Website scraping of publicly accessible content without login requirements is generally not "unauthorised access" under Section 27A — the content is publicly accessible to any internet user, and using a proxy or automated tool to access it doesn't constitute hacking into a protected system. However, using proxies to bypass a website's technical access controls (CAPTCHAs that gate access, login requirements, IP blocking implemented as explicit access restrictions) may move into legally questionable territory. The legal boundaries are not definitively settled in HK court precedent for web scraping specifically, and the analysis varies based on the specific facts of each situation.
The Copyright Ordinance (Cap. 528) is another relevant consideration for proxy users accessing streaming content. Using a proxy to access streaming content in a region where you don't hold a valid licence, or accessing content that isn't available in Hong Kong due to copyright licensing restrictions, may constitute a technical violation of the copyright holder's exclusive rights, though enforcement against individual consumers for personal viewing is historically rare and primarily focuses on commercial infringement. Being aware of these potential legal boundaries is appropriate, even if the practical enforcement risk for personal non-commercial use is low.
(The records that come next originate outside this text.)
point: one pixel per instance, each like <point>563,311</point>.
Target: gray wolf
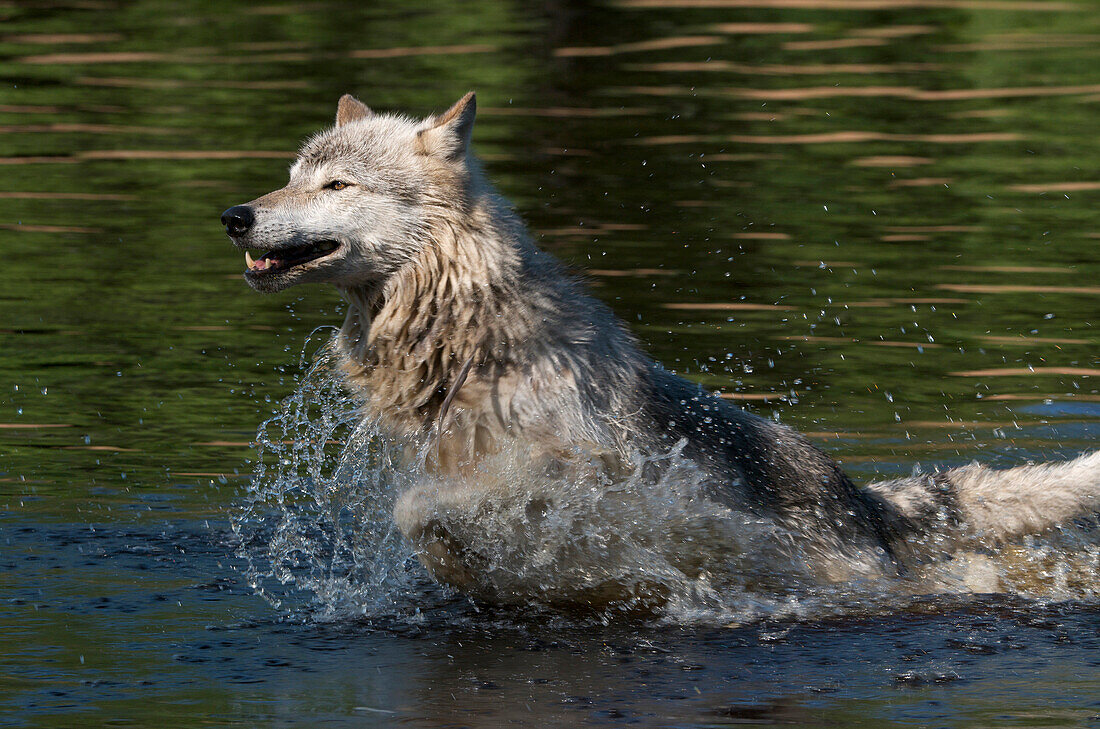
<point>527,406</point>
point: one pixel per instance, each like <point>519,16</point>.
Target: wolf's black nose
<point>238,219</point>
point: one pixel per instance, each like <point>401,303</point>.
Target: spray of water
<point>318,532</point>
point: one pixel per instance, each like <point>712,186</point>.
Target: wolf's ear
<point>448,135</point>
<point>351,109</point>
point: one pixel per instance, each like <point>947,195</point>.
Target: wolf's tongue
<point>261,264</point>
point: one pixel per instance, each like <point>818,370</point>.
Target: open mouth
<point>274,262</point>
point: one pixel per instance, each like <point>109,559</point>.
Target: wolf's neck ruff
<point>455,307</point>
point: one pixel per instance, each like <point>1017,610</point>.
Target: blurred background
<point>872,219</point>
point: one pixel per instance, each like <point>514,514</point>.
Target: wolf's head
<point>360,200</point>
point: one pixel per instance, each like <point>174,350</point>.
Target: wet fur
<point>441,278</point>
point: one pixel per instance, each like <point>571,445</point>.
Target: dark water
<point>876,220</point>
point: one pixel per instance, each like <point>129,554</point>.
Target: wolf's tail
<point>990,504</point>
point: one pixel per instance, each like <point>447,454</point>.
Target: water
<point>872,221</point>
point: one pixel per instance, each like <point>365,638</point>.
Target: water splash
<point>318,532</point>
<point>316,521</point>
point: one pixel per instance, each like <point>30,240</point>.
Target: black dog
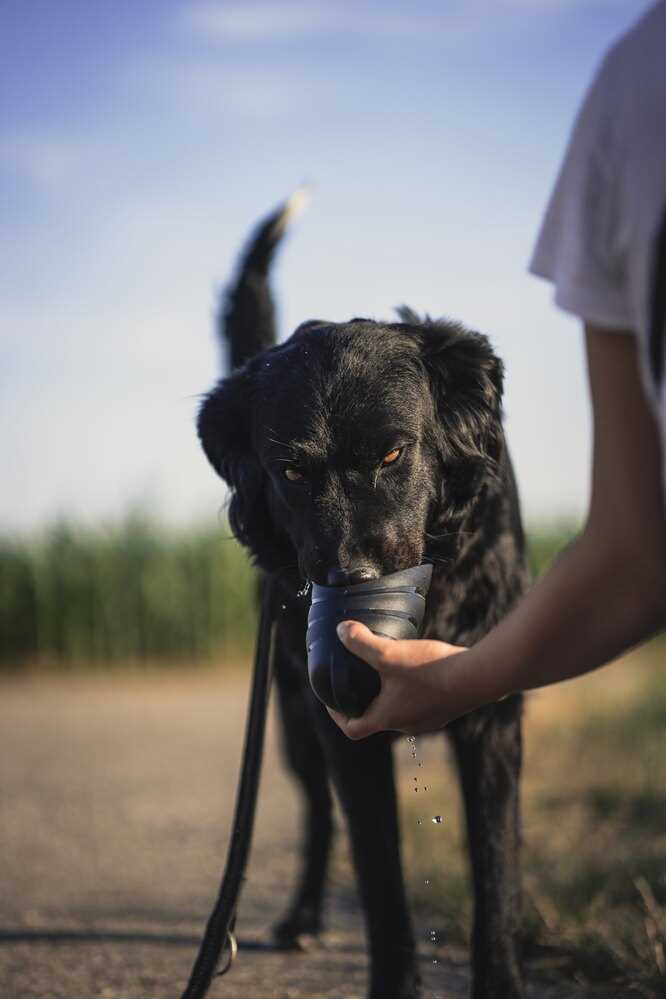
<point>353,450</point>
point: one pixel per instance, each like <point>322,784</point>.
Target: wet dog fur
<point>300,433</point>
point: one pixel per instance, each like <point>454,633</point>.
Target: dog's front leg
<point>305,756</point>
<point>488,752</point>
<point>364,778</point>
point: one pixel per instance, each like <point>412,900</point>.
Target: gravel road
<point>117,795</point>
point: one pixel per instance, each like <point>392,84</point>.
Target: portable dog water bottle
<point>392,606</point>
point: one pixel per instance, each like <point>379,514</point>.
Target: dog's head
<point>354,450</point>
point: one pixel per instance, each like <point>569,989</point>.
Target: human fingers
<point>373,721</point>
<point>364,643</point>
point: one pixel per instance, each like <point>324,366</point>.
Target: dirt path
<point>117,794</point>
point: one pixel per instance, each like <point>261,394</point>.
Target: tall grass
<point>135,591</point>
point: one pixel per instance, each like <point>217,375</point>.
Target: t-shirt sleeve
<point>579,245</point>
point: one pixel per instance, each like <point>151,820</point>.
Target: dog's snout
<point>337,576</point>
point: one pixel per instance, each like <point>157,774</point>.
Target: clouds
<point>44,159</point>
<point>264,21</point>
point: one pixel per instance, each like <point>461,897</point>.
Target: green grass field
<point>594,791</point>
<point>136,591</point>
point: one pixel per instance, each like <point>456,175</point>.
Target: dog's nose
<point>349,577</point>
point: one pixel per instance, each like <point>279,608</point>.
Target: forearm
<point>597,600</point>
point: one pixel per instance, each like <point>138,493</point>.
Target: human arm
<point>605,593</point>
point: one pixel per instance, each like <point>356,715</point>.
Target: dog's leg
<point>489,758</point>
<point>364,779</point>
<point>305,756</point>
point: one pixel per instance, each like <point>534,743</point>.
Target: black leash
<point>219,930</point>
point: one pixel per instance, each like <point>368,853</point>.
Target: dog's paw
<point>298,931</point>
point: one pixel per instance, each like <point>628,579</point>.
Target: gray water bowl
<point>392,606</point>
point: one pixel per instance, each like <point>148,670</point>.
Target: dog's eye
<point>392,456</point>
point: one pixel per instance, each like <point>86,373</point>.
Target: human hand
<point>415,683</point>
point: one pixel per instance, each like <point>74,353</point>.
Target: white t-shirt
<point>603,239</point>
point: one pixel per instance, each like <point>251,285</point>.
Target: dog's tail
<point>247,317</point>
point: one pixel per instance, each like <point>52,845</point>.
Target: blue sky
<point>141,140</point>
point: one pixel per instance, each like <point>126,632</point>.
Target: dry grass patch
<point>594,808</point>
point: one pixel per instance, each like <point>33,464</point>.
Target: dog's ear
<point>224,426</point>
<point>466,379</point>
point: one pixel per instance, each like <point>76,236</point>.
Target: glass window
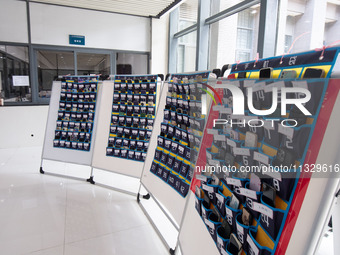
<point>187,14</point>
<point>52,64</point>
<point>14,74</point>
<point>306,26</point>
<point>221,5</point>
<point>130,63</point>
<point>186,53</point>
<point>234,38</point>
<point>90,63</point>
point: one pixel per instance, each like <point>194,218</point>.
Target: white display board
<point>194,238</point>
<point>63,154</point>
<point>100,160</point>
<point>163,192</point>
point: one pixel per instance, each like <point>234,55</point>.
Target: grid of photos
<point>133,114</point>
<point>244,208</point>
<point>77,106</point>
<point>181,131</point>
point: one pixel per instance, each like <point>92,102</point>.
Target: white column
<point>282,22</point>
<point>313,21</point>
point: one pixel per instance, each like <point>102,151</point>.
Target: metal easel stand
<point>336,223</point>
<point>147,197</point>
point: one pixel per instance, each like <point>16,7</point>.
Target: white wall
<point>159,51</point>
<point>19,123</point>
<point>53,24</point>
<point>13,21</point>
<point>137,61</point>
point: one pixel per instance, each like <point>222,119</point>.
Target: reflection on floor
<point>48,215</point>
<point>41,214</point>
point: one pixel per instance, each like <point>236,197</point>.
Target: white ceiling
<point>144,8</point>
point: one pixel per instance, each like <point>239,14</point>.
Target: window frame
<point>33,65</point>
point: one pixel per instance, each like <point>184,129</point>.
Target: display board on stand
<point>235,215</point>
<point>175,142</point>
<point>123,133</point>
<point>72,120</point>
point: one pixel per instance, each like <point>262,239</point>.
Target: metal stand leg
<point>90,180</point>
<point>336,224</point>
<point>41,169</point>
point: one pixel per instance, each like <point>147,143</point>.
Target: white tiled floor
<point>48,215</point>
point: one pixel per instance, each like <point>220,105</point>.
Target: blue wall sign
<point>77,39</point>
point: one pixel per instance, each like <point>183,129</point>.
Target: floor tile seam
<point>44,249</point>
<point>107,234</point>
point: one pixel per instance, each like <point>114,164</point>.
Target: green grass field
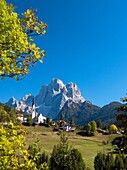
<point>88,146</point>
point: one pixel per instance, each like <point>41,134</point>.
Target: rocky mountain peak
<point>51,98</point>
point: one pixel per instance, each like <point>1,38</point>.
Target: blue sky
<point>86,43</point>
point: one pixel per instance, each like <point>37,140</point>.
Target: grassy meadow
<point>88,146</point>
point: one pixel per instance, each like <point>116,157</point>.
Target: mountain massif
<point>50,100</point>
<point>57,98</point>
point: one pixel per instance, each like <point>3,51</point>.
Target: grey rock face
<point>50,99</point>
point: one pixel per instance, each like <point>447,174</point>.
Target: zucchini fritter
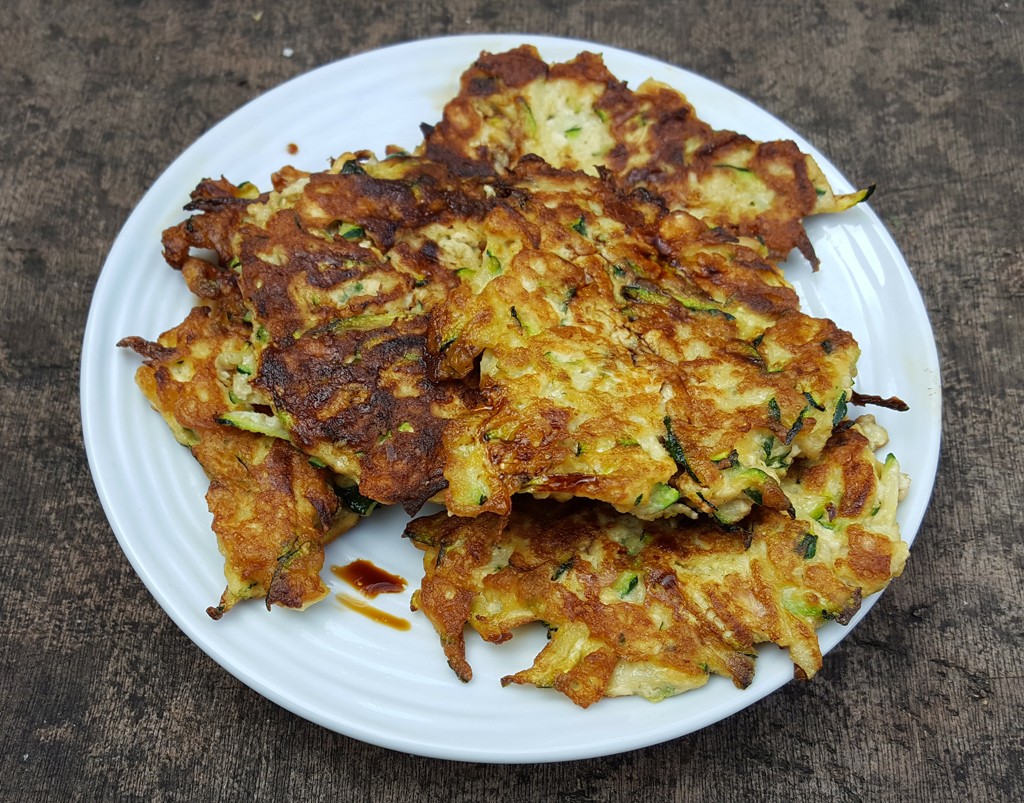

For personal proxy use — protecting your privacy when browsing, accessing geo-restricted content, and securing your traffic on public WiFi — no special legal precautions are needed beyond using the technology for lawful personal purposes. Using a quality paid proxy or VPN service from a reputable provider for these everyday purposes is entirely straightforward legally in Hong Kong. You have no obligation to disclose your use of privacy tools to any party, and there is no requirement to use an unencrypted or unproxied connection for lawful personal internet use.
For business proxy use, particularly data collection operations, implementing a compliance framework is advisable. This includes documenting your data collection purposes and legal basis, establishing data retention policies, reviewing robots.txt compliance, avoiding collection of personal data unless specifically required and legally justified, and ensuring any personal data collected is held securely and for no longer than necessary. For operations collecting significant volumes of data from websites, having a lawyer review the operation against PDPO requirements and the Crimes Ordinance is valuable insurance against regulatory risk.
When using proxies to collect data from websites based in other jurisdictions, you may also need to consider the data protection laws of those countries. The GDPR applies to the personal data of EU residents regardless of where the data processor is located — a Hong Kong company scraping personal data of European users through proxies may be subject to GDPR requirements including lawful basis for processing, privacy notices, and data subject rights. Similarly, the California Consumer Privacy Act (CCPA) applies to California residents' personal data. Multinational proxy data operations require a genuinely international compliance analysis, not just consideration of HK law.